Entre tanto, trataba de elaborar en
mi mente otros tercetos de letras que fueran similares y así se me ocurrieron:
TEM, te extraño mucho; AKV, amor quiero verte; PEM, perdoname estuve mal; MHB,
me haces bien (en apológica sintonía con Drexler) …O, en otros sentidos -y tal
como se acostumbra- LPM, la puta madre, HDP, hijo de puta, APS, adiós para
siempre, y tantas otras variables.
Y debo haber tardado más de la
cuenta con mis elucubraciones porque al volverme hacia él, vi que escribía
nuevamente, y que lo hacía con ritmo seguro, por lo que presumí -porque no
quería interrumpirlo- que tenía el íntimo deseo de que la sigla se completase
con palabras.
Terminó. Pulsó “enviar” y me miró
de nuevo: “Si tiene que ser, será…
¡suerte!” y se bajó en la esquina, atrás de una señora que había tocado el
timbre, guardando el teléfono en el bolsillo de su campera sin que yo pudiera
ver la respuesta. “Chau, ¡suerte!” le
devolví el saludo y el augurio, y si hubiera tenido su número le habría mandado
enseguida DKF… “dejalo que fluya”,
como tantas veces me han recomendado a mí.
Me tomé del pasamanos (…antes de llegar, como en la canción)
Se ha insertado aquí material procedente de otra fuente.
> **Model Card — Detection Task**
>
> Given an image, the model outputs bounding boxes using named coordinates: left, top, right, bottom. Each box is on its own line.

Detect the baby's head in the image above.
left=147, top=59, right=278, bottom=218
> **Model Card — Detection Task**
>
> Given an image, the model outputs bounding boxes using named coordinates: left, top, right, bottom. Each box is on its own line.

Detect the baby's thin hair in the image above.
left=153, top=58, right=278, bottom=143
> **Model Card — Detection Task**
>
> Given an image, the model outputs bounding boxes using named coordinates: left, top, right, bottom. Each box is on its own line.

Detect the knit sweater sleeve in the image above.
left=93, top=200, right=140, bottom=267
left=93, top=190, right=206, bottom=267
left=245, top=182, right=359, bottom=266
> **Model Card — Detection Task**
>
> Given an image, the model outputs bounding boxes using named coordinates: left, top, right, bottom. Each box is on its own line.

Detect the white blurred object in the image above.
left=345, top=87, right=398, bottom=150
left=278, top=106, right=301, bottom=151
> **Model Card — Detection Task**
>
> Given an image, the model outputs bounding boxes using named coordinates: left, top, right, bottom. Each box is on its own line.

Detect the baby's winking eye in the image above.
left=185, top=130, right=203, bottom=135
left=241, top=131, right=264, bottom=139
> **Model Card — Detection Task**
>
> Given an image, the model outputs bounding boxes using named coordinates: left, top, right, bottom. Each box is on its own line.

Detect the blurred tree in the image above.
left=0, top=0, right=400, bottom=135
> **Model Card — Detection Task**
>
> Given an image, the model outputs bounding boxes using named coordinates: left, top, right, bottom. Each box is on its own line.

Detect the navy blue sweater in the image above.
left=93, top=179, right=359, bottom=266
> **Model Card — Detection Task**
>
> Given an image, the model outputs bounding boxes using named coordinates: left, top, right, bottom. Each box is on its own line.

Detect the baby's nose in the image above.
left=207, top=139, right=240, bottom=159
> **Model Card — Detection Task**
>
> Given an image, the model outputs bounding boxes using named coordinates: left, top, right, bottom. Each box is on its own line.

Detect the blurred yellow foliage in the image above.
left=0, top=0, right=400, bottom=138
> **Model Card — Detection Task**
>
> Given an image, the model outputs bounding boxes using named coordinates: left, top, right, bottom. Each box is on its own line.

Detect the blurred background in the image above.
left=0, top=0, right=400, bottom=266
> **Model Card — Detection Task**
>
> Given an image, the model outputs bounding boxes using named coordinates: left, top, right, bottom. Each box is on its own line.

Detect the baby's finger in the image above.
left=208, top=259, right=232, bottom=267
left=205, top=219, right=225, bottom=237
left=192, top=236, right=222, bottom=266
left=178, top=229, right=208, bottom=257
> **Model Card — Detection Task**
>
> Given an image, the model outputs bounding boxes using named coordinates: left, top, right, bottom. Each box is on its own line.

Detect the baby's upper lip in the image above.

mientras recordaba las veces que no decimos lo que sentimos, cabal y
explícitamente, y nos manifestamos de forma escueta, como en telegramas o con
abreviaturas, sin el valor de completar una frase con todas las letras, con
todas las palabras. Y ya bajando me quedé con la idea de que acaso esto nos
suceda a veces por decisión, otras por cobardía, o bien por cuidarnos de que
alguien lo malinterprete y salga lastimado.